GSIM Structure Group definition / explanatory text update

InKyungChoi commented 2 years ago

Please see this google doc for the feedback from Metadata Glossary team. I would like to draw attention to:

Data Resource: I propose to delete
- "organized" (because there is nothing we can show it is "organized" (e.g., compare with the definition of Data Set "organized collection of data" which makes sense in this case because it has Data Structure))
- "Data Resources are.." (because they don't have to be "used by stat activities" nor "for production of information". How about just add examples like "Example: collection of labour survey data from 2020 to 2021")

Object	Definition	Explanatory Text
Data Resource	~~organized~~ collection of stored information made of one or more Data Sets.	~~Data Resources are collections of data that are used by a statistical activity to produce information.~~ Data Resource is a specialization of an Information Resource.

Dimensional Data Point: see this feedback from metadata glossary team
Dimensional Data Set and UnitData Set: Need examples
Information Resource: I propose to delete
- "organized" (for the same reason as 1)
- "statistical content" (does it have to be "statistical"?)

Object	Definition	Explanatory Text
Information Set	~~organized~~ collections of ~~statistical content~~information	Statistical organizations collect, process, analyze and disseminate Information Sets, which contain data (Data Sets), referential metadata (Referential Metadata Sets), or potentially other types of statistical content, which could be included in additional types of Information Set.

Logical Record: I am very confused with the definition...

Object	Definition	Explanatory Text
Logical Record	Describes a type of Unit Data Record for one Unit Type within a Unit Data Set.	Examples: household, person, or dwelling record.

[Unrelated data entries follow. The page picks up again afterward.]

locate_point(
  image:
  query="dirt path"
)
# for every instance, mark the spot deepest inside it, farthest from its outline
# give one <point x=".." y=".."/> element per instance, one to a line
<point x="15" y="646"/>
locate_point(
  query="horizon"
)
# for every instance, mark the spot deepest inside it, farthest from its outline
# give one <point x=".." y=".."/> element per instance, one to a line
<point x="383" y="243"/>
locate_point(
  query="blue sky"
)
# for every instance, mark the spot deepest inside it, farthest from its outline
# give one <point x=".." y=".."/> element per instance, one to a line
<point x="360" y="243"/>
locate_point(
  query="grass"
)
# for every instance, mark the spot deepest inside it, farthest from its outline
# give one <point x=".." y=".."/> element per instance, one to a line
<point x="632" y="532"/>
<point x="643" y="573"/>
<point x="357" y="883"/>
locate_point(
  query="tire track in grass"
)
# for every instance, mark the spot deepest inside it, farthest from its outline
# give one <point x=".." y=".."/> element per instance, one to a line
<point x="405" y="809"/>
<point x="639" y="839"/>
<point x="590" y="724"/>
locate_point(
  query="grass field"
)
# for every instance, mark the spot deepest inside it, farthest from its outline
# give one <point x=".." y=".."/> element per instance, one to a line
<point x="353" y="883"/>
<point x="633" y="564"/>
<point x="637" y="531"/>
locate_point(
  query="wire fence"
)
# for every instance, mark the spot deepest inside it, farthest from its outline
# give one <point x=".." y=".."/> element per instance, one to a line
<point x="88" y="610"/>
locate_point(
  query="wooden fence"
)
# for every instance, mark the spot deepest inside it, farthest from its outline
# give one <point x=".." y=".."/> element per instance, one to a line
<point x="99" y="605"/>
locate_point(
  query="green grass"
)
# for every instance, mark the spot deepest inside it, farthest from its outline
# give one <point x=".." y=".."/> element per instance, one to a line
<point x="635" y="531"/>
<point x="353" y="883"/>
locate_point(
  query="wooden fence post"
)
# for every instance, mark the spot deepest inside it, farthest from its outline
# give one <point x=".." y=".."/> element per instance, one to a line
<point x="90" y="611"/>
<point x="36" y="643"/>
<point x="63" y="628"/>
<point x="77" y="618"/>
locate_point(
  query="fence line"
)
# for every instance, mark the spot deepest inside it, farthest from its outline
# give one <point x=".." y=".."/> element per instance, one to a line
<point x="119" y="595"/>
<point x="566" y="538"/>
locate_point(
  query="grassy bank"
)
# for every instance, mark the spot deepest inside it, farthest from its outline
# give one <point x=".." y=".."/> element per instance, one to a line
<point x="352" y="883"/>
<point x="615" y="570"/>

New definitions and explanatory texts are proposed for all referential metadata-related classes here: https://github.com/UNECE/GSIMRevision/issues/6
Unit Data Point : see this metadata glossary team feedback

FrancineK commented 2 years ago

Just a remark, concerning "organized", I would not delete altogether. This page : https://www150.statcan.gc.ca/t1/tbl1/en/tv.action?pid=3210000101&request_locale=en, is an information set which has a data set and a referential metadata set. It is organized.

InKyungChoi commented 2 years ago

(from Oct 26 meeting notes #30)

Dimensional Data Point and Unit Data Point (see this google doc)

Action: @FlavioRizzolo @dgillman4909 to review the explanatory text and update (for Dimensional Data Point, second sentence “there may be multiple values…” is not so needed here; also third sentence “the different values represent…” are also not necessary)

InKyungChoi commented 2 years ago

Regarding examples of Dimensional Data Set and UnitData Set:

I suggest

Example of Unit Data Set**: a collection of Unit Records (1212123, 48, American, United Kingdom), (1212111, 38, Hungarian, United Kingdom), (1212317, 51, Canadian, Mexico) for three people where each record has the social security number, age, citizenship and the country of birth.
Example of Dimensional Data set: a collection of dimensional data (Mexico, 130.3), (United Kingdom, 331.9), (Italy, 59.1) where the firsts item specifies the name of the country and the second item specifies the population in millions.

** I followed the example of Unit Data Record which is "For example (1212123, 48, American, United Kingdom) specifies the age (48) in years, the current citizenship (American), and the country of birth (United Kingdom) for a person with social security number 1212123". But actually, Data Set is an aggregation of Data Points which are just placeholder (cell), not actually datum in them. Then should we add in the explanatory text that the examples are instantiated version of Data Set?

(@FrancineK, somehow I don't see the examples in the Specification document)

FlavioRizzolo commented 1 year ago

A couple of proposals here with slightly updated definitions and new explanatory texts (to be completed):

Object | Definition | Explanatory Text -- | -- | -- Data Point | Container for a single value of an Instance Variable | A Data Point is a cell or a placeholder for a value (datum) it may contain (note that a data point could be empty). Object | Definition | Explanatory Text -- | -- | -- Dimensional Data Point | Container for a single value of an Instance Variable partially identified by a set of dimensions | A Dimensional Data Point is uniquely identified by the combination of exactly one value for each of the dimensions (represented as Identifier Components) and exactly one measure (represented as Measure Component) or descriptive attribute (represented as Attribute Component). A Dimensional Data Point could contain a value about a Unit or a Population. The Unit might be de-identified, in which case no link to the Unit itself can be directly established. Object | Definition | Explanatory Text -- | -- | -- Unit Data Point | Container for a single value of an Instance Variable about a Unit | A Unit Data Point is uniquely identified by the combination of exactly one value from each Identifier Component. The Unit might be de-identified, in which case no link to the Unit itself can be directly established.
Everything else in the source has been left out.